In the last few years, anaerobic digestion facilities have become a target of investor interest. These massive facilities offer a unique opportunity to generate revenue both from the input of organic waste and the output of biogas that is converted into heat.
Today, millions of dollars are being poured into the construction of anaerobic digestion facilities. This allows food producing organizations to comply with regulations that prohibit sending organic waste to landfills by simply switching which waste hauler they pay.
But are these facilities truly living up to their sustainability promise? Or is anaerobic digestion a feel-good solution for the disposal of organic waste?
The future of anaerobic digestion
During the process of anaerobic digestion bacteria break down biomass in an oxygen-free environment. The resulting byproducts include a solid bio-digestate, often treated and used as fertilizer, and biogas, a mix of methane as well as carbon dioxide, hydrogen sulfide, and trace amounts of other compounds. In anaerobic digestion facilities, this gas is captured and cleaned. The methane is used to generate electricity, provide heat, or compressed for use as vehicle fuel, among other uses.

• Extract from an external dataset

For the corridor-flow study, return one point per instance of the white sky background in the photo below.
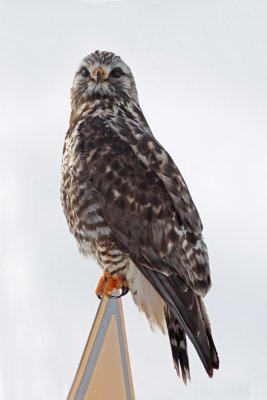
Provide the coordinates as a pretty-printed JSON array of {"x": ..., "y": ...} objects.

According to the American Biogas Council, the United States operates approximately 2,200 biogas systems at landfills across all 50 states, with the potential to add an additional 13,500 more systems. Through grants and other funding mechanisms, farms are also encouraged to invest in these costly on-premise solutions for disposing of agricultural and livestock waste. Across the U.S., the number of anaerobic digestion facilities is growing.
There’s a reason that these solutions are being subsidized. At present, the production of biogas energy is not economically attractive. The technology remains inefficient, making it difficult to deploy on a wide scale. What’s more, research continues to emerge that biogas energy is not the environmentally friendly solution it proposes to be.

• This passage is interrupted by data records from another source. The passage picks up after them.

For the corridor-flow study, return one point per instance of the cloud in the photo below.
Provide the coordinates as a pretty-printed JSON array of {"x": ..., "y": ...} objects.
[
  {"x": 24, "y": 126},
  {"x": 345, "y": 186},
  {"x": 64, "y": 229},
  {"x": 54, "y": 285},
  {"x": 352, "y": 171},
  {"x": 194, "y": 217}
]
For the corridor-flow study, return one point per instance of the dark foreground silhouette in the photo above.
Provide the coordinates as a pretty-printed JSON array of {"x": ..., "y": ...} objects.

In areas such as the United Kingdom where anaerobic digestion technology has already scaled, negative feedback continues to emerge. These facilities have been subject to complaints about odors, toxic spills, and other issues. In addition, critics have pointed out that the combustion of biogas into usable electricity or heat generates additional greenhouse gas (GHG) emissions.

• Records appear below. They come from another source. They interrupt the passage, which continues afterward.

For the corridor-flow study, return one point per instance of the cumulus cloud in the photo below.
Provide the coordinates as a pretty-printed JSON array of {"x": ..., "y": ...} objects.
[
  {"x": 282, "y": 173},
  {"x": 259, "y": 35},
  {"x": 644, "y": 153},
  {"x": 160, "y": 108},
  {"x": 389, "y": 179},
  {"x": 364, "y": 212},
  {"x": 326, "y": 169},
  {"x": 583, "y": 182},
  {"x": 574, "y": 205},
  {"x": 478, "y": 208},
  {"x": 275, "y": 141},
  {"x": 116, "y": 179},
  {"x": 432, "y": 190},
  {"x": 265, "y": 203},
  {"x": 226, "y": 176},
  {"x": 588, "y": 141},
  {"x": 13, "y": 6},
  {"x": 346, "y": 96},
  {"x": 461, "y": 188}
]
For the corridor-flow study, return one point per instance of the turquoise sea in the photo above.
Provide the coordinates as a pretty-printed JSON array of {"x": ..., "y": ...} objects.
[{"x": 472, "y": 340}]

In 2020, Feedback Global, an investigative research organization focused on food waste, published Bad Energy, a report on biogas’ impact on a net-zero future. The report examined evidence demonstrating that the benefits of aerobic digestion have been overstated and, in fact, have crowded out more environmentally sound food waste disposal alternatives. The report challenges anaerobic digestion industry claims that biogas is cutting UK emissions by 1% annually, with the potential to reduce GHG emissions by 6%.
The basis of the report is a life cycle assessment (LCA) conducted in collaboration with researchers at Bangor University. The LCA compares two scenarios. In the first scenario, the team modeled the volume of feedstocks processed by anaerobic digestion in line with the industry’s growth targets. The second scenario modeled the results of sending fewer feedstocks to digesters while prioritizing more sustainable alternatives such as scaling up food waste prevention in concert with other efforts. The results found that the second scenario would achieve roughly twice the emissions mitigation of the first anaerobic digestion-focused scenario.
The point, the researchers said, was grants and other funds earmarked for anaerobic digestion facilities could make a significantly bigger impact if spent on solutions that limit waste disposal at landfills while also helping reduce excessive food production.
“This report finds that far from only dealing with ‘unavoidable waste’ … [anaerobic digestion] can actively hinder waste prevention, particularly when paired with a lack of regulation and funding for the better alternatives. Companies and redistribution charities have reported that edible food can be diverted down the food waste hierarchy to [anaerobic digestion] when incentives are skewed towards [anaerobic digestion], hindering prevention efforts.”
A healthier alternative
This is an area where onsite aerobic digesters hold significant promise. Unlike anaerobic digesters, onsite aerobic biodigesters use microbes to break down organic material in an oxygen-rich process. The result is that the equipment does not emit the damaging levels of methane that result from anaerobic digestion. In fact, biodigesters’ byproducts include only carbon dioxide and grey water that has been rendered safe to enter the sewage system or irrigate surrounding land. According to an independent study conducted by Brunel University London, a community’s aerobic digestion, using LFC biodigesters, produced 73% fewer emissions than anaerobic digestion.
More importantly, units such as the LFC biodigester collect data about the types of waste broken processed. Through Power Knot’s LFC Cloud, organizations are able to track data on the amount of waste food being digested and the type or source of the waste. This is data that can help organizations with intensive food preparation to take steps to reduce or otherwise adjust their purchasing. It’s a solution that can help manage waste at every stage of the waste hierarchy pyramid.